5258-Sovra.inddKevin Brooks è riuscito a scrivere un libro magistrale a proposito degli anni Settanta, della musica e dell’ambiente musicale londinese di quel momento, sul terrorismo legato all’Ira  e parimenti su cosa significhi crescere, trovare una propria forma e innamorarsi profondamente. La voce della diciassettenne Lili ruota intorno all’estate del 1976 che cambia improvvisamente la sua vita e dei mesi che la anticipano e che la seguirono e che segnano la sua formazione e il suo destino; è un racconto per voce solista che, in prima persona, accompagna il lettore sulla scena musicale ed artistica di Londra a metà degli anni Settanta: sta nascendo il punk, i Sex Pistols hanno appena fatto il loro esordio, i Clash non sono ancora arrivati sulla scena; è appena uscito il primo album dei Ramones e il Sex, il negozio al 430 di King’s Road, di proprietà di Malcolm McLaren e Vivienne Westwood, è il luogo da frequentare per farsi notare.
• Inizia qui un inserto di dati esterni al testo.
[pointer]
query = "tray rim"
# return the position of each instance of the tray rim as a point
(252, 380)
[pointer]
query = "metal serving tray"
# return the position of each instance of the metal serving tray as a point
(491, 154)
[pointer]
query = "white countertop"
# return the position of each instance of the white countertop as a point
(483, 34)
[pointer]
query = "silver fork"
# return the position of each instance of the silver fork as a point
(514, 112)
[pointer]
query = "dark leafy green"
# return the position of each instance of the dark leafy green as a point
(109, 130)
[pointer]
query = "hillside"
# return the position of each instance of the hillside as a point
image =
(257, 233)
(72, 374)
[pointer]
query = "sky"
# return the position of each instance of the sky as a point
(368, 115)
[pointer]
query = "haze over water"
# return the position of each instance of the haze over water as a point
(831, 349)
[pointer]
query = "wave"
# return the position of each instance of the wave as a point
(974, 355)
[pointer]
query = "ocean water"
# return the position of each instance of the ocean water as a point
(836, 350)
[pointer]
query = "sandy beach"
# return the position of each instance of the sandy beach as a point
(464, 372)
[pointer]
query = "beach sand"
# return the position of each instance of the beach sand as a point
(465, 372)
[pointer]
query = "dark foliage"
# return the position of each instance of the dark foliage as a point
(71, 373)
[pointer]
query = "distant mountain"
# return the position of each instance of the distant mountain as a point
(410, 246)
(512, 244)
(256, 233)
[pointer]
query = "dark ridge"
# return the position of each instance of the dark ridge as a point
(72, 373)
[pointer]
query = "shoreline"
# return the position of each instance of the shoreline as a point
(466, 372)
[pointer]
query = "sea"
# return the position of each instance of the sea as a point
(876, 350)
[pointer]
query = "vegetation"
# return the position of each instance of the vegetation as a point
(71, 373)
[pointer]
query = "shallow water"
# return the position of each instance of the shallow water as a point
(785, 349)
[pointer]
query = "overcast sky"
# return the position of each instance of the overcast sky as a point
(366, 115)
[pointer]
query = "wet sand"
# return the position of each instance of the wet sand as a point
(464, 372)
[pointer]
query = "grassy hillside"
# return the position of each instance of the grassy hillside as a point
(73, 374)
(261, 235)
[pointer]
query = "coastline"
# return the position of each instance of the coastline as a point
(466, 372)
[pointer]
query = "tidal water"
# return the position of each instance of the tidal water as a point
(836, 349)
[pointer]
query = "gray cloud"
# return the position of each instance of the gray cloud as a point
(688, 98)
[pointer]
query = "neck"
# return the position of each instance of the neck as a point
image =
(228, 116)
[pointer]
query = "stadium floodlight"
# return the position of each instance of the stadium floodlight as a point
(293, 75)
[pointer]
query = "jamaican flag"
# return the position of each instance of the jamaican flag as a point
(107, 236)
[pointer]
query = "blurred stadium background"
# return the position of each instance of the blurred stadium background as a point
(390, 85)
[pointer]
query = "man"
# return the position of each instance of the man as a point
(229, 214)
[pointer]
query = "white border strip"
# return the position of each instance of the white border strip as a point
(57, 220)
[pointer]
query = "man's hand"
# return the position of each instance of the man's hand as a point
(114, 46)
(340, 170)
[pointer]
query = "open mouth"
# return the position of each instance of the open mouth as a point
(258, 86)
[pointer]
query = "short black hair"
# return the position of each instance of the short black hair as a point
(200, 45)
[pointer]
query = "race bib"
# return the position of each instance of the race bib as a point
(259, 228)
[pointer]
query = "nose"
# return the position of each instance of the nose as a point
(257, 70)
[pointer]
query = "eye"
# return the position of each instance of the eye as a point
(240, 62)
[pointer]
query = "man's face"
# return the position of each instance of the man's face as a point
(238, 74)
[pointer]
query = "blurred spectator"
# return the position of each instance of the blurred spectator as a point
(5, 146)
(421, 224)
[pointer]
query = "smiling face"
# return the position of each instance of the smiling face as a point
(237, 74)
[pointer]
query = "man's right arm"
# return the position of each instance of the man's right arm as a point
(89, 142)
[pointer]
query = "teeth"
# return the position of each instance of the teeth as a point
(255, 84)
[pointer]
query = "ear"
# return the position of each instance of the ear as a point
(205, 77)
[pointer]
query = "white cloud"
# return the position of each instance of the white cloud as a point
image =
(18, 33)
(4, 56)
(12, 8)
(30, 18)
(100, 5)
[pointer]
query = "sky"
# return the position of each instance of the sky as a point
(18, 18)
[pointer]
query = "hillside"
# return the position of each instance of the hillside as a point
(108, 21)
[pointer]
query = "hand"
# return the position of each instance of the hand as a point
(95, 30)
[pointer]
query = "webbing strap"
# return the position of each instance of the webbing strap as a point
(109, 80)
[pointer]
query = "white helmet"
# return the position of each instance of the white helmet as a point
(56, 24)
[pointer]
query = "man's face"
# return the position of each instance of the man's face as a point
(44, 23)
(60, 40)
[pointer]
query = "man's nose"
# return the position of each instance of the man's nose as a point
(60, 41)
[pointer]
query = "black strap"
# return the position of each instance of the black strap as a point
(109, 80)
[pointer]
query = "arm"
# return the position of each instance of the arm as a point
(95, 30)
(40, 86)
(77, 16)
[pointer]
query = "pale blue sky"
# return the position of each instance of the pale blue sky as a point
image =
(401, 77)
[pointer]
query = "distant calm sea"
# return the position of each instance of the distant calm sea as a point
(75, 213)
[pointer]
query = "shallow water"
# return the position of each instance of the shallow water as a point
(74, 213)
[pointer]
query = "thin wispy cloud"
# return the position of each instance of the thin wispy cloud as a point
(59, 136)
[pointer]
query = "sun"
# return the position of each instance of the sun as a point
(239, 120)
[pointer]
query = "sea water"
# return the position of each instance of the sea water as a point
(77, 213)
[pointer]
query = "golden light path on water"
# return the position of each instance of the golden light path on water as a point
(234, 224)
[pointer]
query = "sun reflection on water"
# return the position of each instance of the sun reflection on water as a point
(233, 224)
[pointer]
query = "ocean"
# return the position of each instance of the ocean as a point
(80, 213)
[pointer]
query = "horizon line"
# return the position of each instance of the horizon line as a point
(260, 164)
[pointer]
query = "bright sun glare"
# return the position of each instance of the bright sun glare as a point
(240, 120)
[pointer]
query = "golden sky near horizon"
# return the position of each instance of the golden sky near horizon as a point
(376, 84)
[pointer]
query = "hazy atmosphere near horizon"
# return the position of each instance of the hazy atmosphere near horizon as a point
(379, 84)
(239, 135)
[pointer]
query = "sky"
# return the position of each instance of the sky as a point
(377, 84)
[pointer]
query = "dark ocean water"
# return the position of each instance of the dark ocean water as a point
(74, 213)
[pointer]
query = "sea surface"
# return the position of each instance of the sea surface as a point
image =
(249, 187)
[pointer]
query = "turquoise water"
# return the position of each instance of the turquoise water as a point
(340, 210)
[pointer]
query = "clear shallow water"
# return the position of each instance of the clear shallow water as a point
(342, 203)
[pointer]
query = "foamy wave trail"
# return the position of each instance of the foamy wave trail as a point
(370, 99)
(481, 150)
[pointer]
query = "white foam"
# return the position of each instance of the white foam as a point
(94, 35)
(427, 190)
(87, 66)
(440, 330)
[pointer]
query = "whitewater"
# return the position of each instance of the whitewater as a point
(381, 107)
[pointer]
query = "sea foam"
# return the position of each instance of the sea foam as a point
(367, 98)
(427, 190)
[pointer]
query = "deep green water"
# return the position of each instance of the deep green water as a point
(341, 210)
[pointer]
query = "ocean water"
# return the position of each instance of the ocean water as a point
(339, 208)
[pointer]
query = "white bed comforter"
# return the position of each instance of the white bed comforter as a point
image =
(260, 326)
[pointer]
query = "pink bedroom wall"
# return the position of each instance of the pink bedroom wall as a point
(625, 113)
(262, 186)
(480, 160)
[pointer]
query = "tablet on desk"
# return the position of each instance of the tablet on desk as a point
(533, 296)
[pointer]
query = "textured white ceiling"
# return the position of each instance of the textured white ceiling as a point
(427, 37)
Sicuramente le accurate descrizioni della scena musicale e delle atmosfere londinesi del momento faranno felici molti adulti appassionati e insieme daranno la possibilità ai ragazzi di ricevere dei riferimenti musicale che sovente non hanno e di andare ad approfondire. Per i giovani lettori, tutta la parte storica che fa parte integrante della narrazione (sia la questione musicale-artistica, sia quella sociale, sia il terrorismo e la questione irlandese) viene mediata dalla storia di Lili, ragazza ricca cresciuta con una madre fuori di testa e scelta dall’idolo della scuola per far parte di una nuova band che sta nascendo, i Naked. Fino a quel momento Lili suona il pianoforte e si prepara con scrupolo per gli esami i fine anno, non bada a quel che si mette addosso, ha pochi amici e la tendenza a rimanere da sola, ma Curtis Ray cambia la sua vita: non appena prova a suonare il basso e ad accompagnare le note degli altri musicisti, Lili prova senso di appartenenza e insieme euforia. L’ascesa della band è rapida tanto quanto la sregolatezza di Curtis: le canzoni che compone e canta sono dure, ipnotiche e a tratti bellissime, la sua vita è fatta di desiderio di fama e soldi, droghe, alcol e una stanza vuota in uno squat e Lili non è sempre fiera della loro storia e del loro rapporto. Fino a quando per caso, durante un’audizione per sostituire un membro della band, compare William Bonney. Che è l’esatto contrario di Curtis, che pare muoversi con una calma olimpica, mantenere sempre le promesse, scomparire per poi tornare al momento giusto e portarsi addosso un segreto che vela di mistero tutta la sua esistenza.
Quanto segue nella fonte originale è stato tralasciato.